Homes and Inhabitants’ Health
The Healthy Homes Barometer is a series of Pan-European surveys published annually by the Velux Group. The 2017 edition also includes the analysis of the impact buildings have on health. This is the first report that shows the correlation between the building’s state and the health of its inhabitants.
Researchers from Ecofys analysed results for more than 100,000 individual households and more than 250,000 adults in twenty-seven EU member states and combined those with data from Survey on Income and Living Conditions, together with more than 200 scientific publications covering the impact of damp and mould on respiratory illnesses.
According to the publication, one in six Europeans report living in an unhealthy building, one that is damp, does not have enough daylight or is uncomfortably hot or cold. With 90% of our time spent indoors, two-thirds of it within the home, the likelihood of experiencing poor health increases substantially if we live in an unhealthy building.
Poor health is also linked to energy poverty. Eat or heat, the dilemma is faced by 49 million Europeans and means that one in three has difficulties making ends meet and over half of those live in a cold dwelling. This is due to rising energy prices, low income and energy-inefficient buildings.
Energy Inefficient Homes
There are 110 million detached and semi-detached single-family homes throughout Europe, however up to three out of four are not energy efficient. The majority of these (84%) are owned by private homeowners and renovations depend on their individual finances.

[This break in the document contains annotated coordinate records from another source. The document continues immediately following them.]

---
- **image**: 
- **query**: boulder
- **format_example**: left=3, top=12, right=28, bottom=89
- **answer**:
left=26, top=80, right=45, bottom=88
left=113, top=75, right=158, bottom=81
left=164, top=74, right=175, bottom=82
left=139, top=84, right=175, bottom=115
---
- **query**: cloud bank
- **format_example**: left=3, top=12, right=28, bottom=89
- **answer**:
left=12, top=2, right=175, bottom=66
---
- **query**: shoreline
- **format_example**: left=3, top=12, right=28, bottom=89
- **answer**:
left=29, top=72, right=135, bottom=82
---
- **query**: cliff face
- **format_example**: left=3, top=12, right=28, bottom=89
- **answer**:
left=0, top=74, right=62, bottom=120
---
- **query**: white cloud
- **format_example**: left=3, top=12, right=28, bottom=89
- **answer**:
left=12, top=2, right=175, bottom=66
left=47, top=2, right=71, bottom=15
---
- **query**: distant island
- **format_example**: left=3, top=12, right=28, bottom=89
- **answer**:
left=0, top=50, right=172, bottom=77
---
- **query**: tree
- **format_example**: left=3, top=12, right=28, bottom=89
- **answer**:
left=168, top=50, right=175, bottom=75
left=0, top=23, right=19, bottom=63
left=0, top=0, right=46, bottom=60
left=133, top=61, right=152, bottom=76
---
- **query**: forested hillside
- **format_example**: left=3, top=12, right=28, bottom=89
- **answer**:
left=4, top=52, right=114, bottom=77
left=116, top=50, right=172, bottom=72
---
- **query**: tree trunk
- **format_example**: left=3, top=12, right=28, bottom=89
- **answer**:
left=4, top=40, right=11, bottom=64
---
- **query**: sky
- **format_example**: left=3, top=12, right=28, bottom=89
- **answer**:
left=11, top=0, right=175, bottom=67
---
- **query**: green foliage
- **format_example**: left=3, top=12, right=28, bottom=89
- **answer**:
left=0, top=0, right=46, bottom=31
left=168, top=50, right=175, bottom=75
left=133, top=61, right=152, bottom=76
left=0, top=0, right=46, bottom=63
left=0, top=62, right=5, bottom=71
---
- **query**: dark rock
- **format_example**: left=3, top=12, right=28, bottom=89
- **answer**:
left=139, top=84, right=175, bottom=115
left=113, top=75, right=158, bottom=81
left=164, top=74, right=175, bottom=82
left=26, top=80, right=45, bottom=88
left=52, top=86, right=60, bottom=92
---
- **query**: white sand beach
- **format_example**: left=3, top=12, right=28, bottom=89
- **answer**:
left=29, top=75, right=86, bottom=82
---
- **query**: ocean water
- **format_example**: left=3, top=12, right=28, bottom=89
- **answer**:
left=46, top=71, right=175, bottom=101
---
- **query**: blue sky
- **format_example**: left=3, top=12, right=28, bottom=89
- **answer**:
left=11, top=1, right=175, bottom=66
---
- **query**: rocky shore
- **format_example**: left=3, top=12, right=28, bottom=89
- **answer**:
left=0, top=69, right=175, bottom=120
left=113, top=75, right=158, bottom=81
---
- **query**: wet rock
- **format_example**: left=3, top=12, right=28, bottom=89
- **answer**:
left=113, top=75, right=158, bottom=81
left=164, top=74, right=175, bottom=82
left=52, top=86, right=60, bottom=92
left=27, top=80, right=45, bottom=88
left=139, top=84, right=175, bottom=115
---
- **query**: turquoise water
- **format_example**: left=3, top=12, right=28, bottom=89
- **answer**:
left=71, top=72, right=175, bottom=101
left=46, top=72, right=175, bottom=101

Staged Renovations and Their Benefits
The survey revealed that around 70% of European households would be able to afford a staged renovation that would transform a house into an energy-efficient and healthy home. With 40% of Europe’s energy being consumed by homes and buildings and 36% of CO2 emissions emitted by them, private homeowners are key to achieving a more energy-efficient building stock. Renovations would not only deliver long-term savings through improved energy efficiency but also offer improved living conditions and contribute to the future value of their property.
However, the current renovation rate of the existing buildings is low, with only 1-2% of the building stock renovated each year. Almost three out of four homeowners would renovate if it increased the comfort and well-being of their family and 75% in order to save energy costs. Addressing both will help encourage a higher renovation rate and bring large scale benefits to the society.
You can download a copy of the report here.
How Can Solar Shading Help?
Solar shading can improve living conditions in homes and help save money on energy bills. Blinds and shutters help keep heat indoors during colder months and helps us to reduce excessive heat gains during the warmer months.